The secret to getting through lockdown: helping others
8 May 2020
New York-born PhD candidate Kelly Misiti has been hit hard by the impact of Covid-19, awaiting news from her family while she watches the tragic events unfold from the other side of the world. But there’s one thing that gets her through – helping others.
The Doctor of Philosophy in Education candidate is filling her days with tasks that bring joy to other people – supporting other postgraduate students with their studies, developing curriculum designs for primary school students and keeping residents in the university halls motivated – all the while balancing her own studies.
“I’ve lost a few people to the virus back home and it’s definitely really hard to be so far away from the people you love during a time like this,” says Kelly. “But keeping a good mentality, staying positive and busy, and focusing my energy on helping other people is the best thing for me to do right now.”
Kelly is the Vice President for the Education and Social Work branch of the Postgraduate Students’ Association, a group designed to strengthen the postgraduate community at the University of Auckland. She’s also a resident adviser at the University’s accommodation, where she is keeping other students’ spirits high by creating videos with tips and tricks for maintaining physical and mental wellbeing, and hosting online cooking clinics.
“Quite a few people have stopped me to tell me that the clinics have been helpful – it’s great to have that feedback and know that I’m doing something meaningful for them.”
Kelly balances this with her work EduExperts, where she is currently running online English and reading lessons for a class of mostly international students. She helps develop curriculums for the centre’s speech and debate courses, as well as Year 5 and 6 English.
I feel really lucky to be in a position where I can make a difference, and I just
can’t imagine living in a world where you don’t help people in need.
Alongside her other commitments, Kelly is a PhD candidate at the Faculty of Education and Social Work, where she is aiming to address a gap in curriculum design for former refugee background students.
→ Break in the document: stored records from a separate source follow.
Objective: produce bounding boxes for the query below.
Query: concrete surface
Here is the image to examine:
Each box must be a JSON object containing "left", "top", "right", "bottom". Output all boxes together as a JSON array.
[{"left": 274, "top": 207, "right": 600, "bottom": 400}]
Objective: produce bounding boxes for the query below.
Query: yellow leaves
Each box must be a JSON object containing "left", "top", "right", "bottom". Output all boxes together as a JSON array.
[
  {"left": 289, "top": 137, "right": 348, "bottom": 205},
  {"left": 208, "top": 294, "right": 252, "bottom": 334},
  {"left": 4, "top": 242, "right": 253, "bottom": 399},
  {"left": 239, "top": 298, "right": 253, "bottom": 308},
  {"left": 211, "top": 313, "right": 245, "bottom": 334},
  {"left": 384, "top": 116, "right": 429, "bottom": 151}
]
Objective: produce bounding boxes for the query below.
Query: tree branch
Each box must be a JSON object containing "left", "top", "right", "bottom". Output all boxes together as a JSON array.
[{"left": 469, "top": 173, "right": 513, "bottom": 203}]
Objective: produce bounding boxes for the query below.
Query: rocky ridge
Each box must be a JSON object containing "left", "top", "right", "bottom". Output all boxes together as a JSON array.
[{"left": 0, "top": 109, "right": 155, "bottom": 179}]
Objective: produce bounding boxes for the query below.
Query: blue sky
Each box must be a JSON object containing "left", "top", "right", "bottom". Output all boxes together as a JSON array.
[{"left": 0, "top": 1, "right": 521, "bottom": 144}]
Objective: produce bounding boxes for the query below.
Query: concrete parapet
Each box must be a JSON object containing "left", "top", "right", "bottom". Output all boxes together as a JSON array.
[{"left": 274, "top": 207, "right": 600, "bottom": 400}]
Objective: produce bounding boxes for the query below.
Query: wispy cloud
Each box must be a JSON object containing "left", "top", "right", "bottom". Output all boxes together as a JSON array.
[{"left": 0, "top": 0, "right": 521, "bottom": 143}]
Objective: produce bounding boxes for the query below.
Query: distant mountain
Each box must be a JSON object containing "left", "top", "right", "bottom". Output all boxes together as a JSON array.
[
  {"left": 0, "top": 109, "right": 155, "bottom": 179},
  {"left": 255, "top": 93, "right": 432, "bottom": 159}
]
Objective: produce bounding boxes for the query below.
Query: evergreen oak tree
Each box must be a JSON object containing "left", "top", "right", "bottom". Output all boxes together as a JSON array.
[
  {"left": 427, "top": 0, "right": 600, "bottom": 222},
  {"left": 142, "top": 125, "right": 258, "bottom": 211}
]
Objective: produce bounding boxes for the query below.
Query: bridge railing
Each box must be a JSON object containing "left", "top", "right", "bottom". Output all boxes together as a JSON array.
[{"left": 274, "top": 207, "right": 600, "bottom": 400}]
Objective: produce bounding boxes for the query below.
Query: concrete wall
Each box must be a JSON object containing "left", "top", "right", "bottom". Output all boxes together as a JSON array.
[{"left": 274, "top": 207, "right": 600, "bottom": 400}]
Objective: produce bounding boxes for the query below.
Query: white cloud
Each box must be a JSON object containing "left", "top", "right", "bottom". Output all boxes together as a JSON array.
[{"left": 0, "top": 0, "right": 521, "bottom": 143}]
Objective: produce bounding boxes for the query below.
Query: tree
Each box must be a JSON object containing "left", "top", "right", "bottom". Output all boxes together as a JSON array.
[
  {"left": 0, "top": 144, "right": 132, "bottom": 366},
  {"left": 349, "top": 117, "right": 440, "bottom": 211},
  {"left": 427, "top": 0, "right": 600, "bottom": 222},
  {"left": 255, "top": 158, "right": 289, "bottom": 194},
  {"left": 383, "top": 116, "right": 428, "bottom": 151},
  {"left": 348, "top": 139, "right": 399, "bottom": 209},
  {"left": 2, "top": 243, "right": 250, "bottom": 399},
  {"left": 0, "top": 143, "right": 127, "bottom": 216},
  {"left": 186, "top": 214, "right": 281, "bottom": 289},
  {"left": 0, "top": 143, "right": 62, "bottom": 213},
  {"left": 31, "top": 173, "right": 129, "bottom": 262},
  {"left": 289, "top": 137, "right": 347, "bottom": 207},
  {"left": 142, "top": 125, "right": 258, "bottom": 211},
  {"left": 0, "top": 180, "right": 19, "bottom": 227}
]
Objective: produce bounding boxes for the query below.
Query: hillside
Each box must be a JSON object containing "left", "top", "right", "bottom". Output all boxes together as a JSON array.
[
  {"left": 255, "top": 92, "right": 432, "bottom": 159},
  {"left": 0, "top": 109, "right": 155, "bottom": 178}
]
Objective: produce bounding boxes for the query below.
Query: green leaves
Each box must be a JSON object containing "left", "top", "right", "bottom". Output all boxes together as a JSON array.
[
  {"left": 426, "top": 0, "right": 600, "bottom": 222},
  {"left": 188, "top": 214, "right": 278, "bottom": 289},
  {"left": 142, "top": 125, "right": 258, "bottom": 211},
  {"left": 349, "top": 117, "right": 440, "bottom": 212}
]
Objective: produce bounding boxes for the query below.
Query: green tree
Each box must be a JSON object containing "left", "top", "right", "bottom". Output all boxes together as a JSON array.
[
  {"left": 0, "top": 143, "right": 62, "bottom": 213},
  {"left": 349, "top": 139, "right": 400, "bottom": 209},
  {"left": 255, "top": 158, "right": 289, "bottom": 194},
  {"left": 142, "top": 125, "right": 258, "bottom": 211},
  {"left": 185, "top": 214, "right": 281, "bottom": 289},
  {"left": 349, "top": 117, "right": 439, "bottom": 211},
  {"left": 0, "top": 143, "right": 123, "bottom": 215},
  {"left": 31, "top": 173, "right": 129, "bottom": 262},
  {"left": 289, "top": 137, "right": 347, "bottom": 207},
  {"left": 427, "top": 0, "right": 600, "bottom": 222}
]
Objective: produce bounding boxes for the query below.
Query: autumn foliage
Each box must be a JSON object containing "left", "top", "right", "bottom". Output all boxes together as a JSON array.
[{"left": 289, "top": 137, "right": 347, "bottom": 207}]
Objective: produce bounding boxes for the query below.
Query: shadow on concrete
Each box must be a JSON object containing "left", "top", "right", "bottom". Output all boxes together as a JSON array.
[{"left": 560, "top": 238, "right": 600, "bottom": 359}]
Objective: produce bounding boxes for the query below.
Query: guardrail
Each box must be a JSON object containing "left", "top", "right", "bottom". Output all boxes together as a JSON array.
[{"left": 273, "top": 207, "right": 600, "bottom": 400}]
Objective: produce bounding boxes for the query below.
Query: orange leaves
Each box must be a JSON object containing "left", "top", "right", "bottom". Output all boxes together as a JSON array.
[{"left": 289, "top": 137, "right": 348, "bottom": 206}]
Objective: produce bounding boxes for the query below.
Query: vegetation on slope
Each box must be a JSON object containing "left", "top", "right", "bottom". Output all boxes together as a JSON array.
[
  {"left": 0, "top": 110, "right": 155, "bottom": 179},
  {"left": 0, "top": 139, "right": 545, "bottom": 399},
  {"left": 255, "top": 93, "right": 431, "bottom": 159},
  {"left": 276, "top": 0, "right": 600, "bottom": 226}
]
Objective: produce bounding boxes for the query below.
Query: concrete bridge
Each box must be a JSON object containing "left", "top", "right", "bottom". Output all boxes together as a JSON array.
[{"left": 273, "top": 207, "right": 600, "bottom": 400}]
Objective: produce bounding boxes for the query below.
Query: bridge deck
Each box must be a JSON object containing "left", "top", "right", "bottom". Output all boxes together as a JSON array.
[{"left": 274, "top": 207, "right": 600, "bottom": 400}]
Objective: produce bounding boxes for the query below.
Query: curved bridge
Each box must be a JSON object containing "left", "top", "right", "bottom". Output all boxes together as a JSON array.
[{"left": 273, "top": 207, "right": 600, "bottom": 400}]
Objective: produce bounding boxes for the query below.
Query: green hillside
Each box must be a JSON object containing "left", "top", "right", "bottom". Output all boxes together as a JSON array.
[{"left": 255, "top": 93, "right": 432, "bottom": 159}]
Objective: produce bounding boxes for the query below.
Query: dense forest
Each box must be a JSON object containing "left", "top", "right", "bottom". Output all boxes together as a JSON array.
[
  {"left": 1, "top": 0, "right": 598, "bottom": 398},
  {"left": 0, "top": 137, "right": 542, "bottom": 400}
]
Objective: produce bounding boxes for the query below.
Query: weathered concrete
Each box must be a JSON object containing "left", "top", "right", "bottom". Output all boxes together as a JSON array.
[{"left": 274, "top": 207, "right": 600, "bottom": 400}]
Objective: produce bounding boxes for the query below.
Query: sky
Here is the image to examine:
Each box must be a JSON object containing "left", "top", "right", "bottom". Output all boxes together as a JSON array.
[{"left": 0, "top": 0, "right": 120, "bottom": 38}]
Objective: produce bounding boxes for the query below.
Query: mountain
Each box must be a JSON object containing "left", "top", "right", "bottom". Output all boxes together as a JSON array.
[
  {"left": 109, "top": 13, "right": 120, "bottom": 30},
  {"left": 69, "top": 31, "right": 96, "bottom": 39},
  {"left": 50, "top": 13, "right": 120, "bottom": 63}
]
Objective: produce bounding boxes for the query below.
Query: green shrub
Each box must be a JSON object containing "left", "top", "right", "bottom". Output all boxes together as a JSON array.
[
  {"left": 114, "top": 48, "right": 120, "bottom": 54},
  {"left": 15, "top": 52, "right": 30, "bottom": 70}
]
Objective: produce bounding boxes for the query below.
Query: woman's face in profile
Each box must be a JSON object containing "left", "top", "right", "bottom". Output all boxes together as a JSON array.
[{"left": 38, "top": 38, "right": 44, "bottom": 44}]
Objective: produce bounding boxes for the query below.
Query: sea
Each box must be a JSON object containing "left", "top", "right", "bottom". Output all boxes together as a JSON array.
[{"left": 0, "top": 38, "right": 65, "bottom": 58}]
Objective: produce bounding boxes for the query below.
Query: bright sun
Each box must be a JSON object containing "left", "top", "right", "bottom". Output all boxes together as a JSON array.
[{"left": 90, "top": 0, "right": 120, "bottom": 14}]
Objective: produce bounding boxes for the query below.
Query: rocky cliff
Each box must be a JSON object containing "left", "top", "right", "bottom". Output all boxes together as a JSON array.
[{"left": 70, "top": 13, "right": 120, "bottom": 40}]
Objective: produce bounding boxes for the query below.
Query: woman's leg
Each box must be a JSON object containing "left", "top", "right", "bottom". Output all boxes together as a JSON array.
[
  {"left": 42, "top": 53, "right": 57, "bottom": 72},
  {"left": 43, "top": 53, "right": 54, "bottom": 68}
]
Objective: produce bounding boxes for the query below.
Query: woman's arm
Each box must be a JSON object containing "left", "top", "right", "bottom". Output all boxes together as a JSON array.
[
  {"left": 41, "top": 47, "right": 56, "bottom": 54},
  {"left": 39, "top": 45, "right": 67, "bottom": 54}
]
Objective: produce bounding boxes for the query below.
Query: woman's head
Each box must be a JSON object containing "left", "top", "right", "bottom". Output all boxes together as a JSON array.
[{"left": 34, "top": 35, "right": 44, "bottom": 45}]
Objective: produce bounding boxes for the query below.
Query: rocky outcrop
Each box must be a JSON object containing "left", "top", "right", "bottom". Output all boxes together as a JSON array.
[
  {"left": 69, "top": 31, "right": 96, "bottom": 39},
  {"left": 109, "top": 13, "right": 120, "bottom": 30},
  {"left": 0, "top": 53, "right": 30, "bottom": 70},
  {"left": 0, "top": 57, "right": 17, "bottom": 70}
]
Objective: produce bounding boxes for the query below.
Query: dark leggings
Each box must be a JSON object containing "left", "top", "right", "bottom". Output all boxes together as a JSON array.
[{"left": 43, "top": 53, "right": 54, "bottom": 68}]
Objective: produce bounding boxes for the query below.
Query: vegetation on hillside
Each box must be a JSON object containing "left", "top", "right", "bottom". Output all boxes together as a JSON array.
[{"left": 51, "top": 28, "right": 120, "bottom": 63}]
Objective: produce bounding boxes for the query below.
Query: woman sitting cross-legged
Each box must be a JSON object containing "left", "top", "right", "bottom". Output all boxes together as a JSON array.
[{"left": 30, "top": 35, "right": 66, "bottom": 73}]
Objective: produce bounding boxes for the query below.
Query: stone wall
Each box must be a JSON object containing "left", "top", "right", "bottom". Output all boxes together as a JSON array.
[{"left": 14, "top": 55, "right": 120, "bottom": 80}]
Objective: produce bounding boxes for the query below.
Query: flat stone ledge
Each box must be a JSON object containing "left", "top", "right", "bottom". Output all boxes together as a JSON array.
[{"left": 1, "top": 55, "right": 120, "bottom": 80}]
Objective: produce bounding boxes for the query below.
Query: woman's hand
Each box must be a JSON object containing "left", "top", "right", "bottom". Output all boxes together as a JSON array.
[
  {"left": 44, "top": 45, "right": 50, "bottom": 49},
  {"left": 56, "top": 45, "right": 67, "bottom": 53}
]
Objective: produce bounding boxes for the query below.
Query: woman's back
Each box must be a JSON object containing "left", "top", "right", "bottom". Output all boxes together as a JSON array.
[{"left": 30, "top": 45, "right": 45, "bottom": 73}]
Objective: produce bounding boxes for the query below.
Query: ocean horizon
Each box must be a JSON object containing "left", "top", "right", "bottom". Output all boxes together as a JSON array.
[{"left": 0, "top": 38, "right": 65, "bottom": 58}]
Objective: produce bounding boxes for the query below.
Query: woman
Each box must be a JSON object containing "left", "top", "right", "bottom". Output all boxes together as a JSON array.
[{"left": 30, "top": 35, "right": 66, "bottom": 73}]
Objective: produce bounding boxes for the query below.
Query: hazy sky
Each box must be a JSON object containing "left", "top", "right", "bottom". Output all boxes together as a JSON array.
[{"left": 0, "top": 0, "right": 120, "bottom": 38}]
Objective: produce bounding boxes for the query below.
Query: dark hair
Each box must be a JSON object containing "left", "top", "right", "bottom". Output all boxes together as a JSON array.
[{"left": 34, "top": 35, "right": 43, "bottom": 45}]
“Right now, former refugee students aren’t really considered in the policy for ESOL curriculum – we tend to teach all English language learners the same way,” Kelly says. “But when you have students with different cultural, educational and emotional backgrounds, that doesn’t work. My research is aiming to figure out how we can make curriculums work better for these students.”
Her busy schedule requires meticulous planning and time management, but helping people has always been at the front of mind for Kelly.
“My grandfather taught me to root for the underdog from a young age. I feel really lucky to be in a position where I can make a difference, and I just can’t imagine living in a world where you don’t help people in need. There are so many people who are in need right now, and so many ways to help, so we can all do our bit!”